Step 6: Eliminate the limit on passive type losses and the limit of their deductibility against income earned, which is then subjected to higher graduated rates. The tax system is a graduated rate and income driven, but then kicks out certain types of losses and taxes the remaining income at higher rates. If the passive loss limitation were removed from the graduated tax system, then wouldn’t it serve as sound social policy to encourage investment in real estate property? If you change the depreciable lives of commercial real estate buildings and structures to 15 years, it would encourage real estate investment, the economy would grow and additional tax revenues would be collected.
On a recent flight into Little Rock, I visited with Dennis Cooper, CPA at Frost PLLC. Dennis mentioned that he had read the Six Steps to Tax Reform, but felt a seventh step was needed. He asked why there should be a tax on social security benefits. I pondered the question and thought this probably should be the number one item meshing social policy with tax policy.
Step 7: Remove the tax on social security payments. When you pay in your social security tax on wages and profits earned from your trade or business, you pay with tax dollars that are federally and state taxed. You cannot deduct the social security and Medicare tax of 7.65 percent as a tax deduction. Yet, when you retire and/or become disabled and report over $30,000 of gross income when filing your tax return, (current tax policy) the government taxes you up to 85 percent of the amount received. If we wanted to make the tax code simple and more fair, retirees and disabled employees — who probably now live on less income than when a member of the working public — would not pay taxes on social security or disability benefits. Would that not benefit our retirees and disabled employees, who probably live on less income than when they were working yet have increased need for additional dollars for basic food, clothing, shelter, as well as added medical bills? Thanks Dennis, for Step 7.

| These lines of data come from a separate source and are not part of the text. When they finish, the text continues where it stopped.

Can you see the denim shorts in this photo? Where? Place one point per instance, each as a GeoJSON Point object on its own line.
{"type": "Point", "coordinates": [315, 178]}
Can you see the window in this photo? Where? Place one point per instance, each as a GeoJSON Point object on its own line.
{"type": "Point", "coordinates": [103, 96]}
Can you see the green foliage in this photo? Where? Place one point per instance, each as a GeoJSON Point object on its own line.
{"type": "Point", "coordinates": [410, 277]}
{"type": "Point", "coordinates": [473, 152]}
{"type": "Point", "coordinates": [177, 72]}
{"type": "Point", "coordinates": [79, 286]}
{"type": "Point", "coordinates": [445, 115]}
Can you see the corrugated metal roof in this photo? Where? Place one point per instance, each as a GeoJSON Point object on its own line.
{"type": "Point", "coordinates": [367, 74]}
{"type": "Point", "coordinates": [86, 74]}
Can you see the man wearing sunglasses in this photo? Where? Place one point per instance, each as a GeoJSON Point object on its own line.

Over the next several months, and possibly years, I am certain tax reform and discussion will continue with a positive outcome for those of us who pay all the taxes. Regardless of the level of change, it might be good social practice to start small, with the steps above. Any headway is progress. However, should our political leaders achieve a large scale overhaul, rest assured I will be more than excited to learn about the changes and assist my clients in preparing their returns.